Suriye’de 12 yılı aşkın süredir devam eden iç savaş, milyonlarca sığınmacı başta olmak üzere Türkiye’yi her yönüyle derinden etkiledi. Bana kalırsa, “Emevi Camii’nde namaz kılmak” yerine, Ekrem İmamoğlu’nun öncülüğünde düzenlenen Ortadoğu ve Kuzey Afrika Belediye Başkanları Barış ve İşbirliği Toplantısı’nda, İslam dünyasından birçok belediye başkanıyla Eyüp Sultan Camii’nde Cuma namazı kılınması, Türkiye’nin barış yapıcı, kapsayıcı ve diyalog kurucu kimliğini çok daha güçlü bir şekilde yansıtıyor.
İktidarın sınırlandırıcı politikalarına rağmen Türkiye’yi ve Türk milletini en iyi şekilde temsil etmek için çaba harcıyor. Bu mücadeleyi, Cumhuriyet Halk Partisi’ne mensup bir Türkiye Belediyeler Birliği Başkanı olarak, yerel diplomasinin gücünü ve Türkiye’nin potansiyelini uluslararası arenada en etkin şekilde sergileyerek sürdürüyor.

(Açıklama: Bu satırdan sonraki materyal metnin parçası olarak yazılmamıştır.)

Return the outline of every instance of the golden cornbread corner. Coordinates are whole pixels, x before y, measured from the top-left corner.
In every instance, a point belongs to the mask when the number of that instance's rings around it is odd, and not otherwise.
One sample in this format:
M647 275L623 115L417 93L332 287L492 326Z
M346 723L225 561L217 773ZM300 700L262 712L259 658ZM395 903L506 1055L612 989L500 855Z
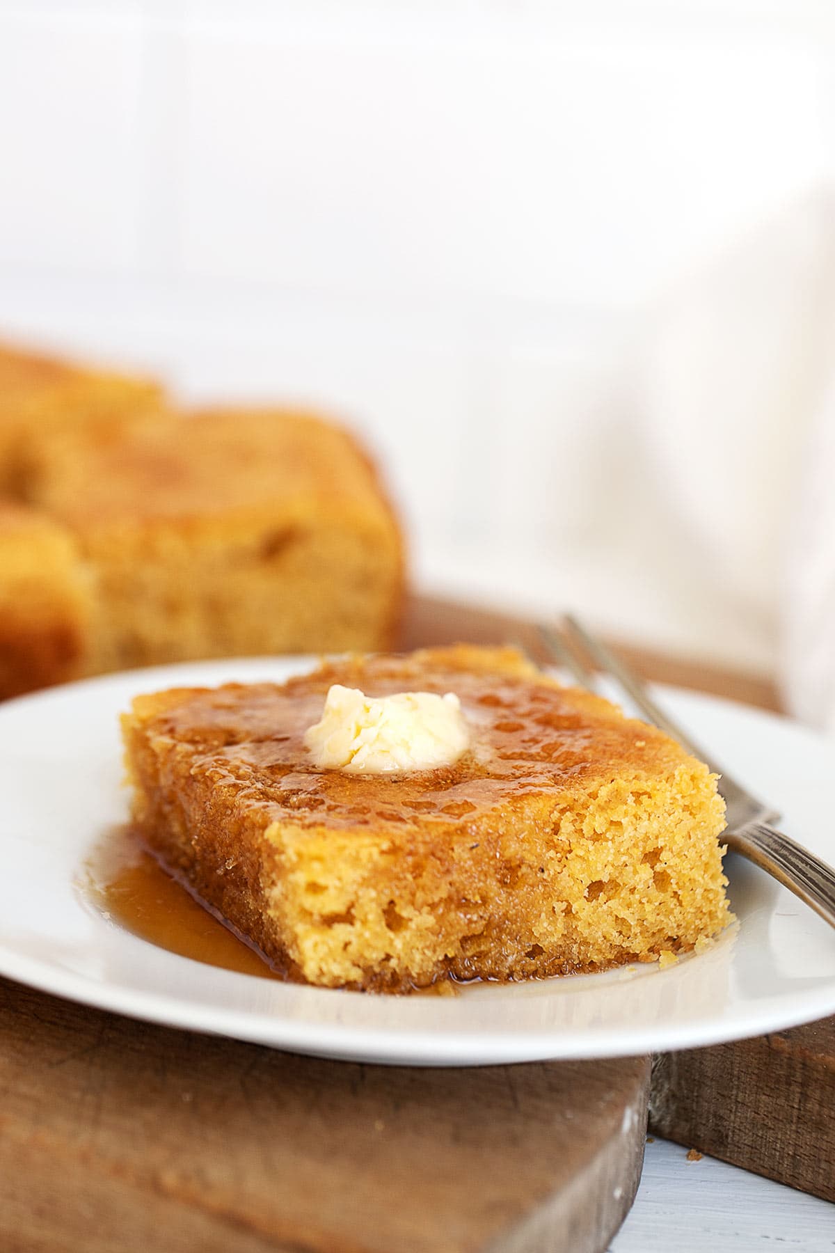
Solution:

Ekrem İmamoğlu’nun dış politika vizyonu, Türkiye’nin geçmişten gelen geleneksel diplomasi anlayışını günümüz koşullarına uyarlayan, kapsayıcı ve dengeli bir model olarak dikkat çekiyor. Bu model, yalnızca Türkiye için değil, bölge için de umut verici bir gelecek vaat ediyor.
Recep Tayyip Erdoğan’ın kendisini "Türkiye’nin muhtarı" olarak tanımlaması, siyasette güçlü ve halkla bütünleşmiş bir metafor olarak hafızalara kazınmıştı. Benzer bir perspektifle bakıldığında, TBB Başkanı Ekrem İmamoğlu da yerel yönetimden ulusal düzeye uzanan etkisiyle "Türkiye’nin belediye başkanı" yakıştırmasını, yalnızca bir sıfat değil, geleceğe dair bir liderlik vizyonu olarak hak ediyor.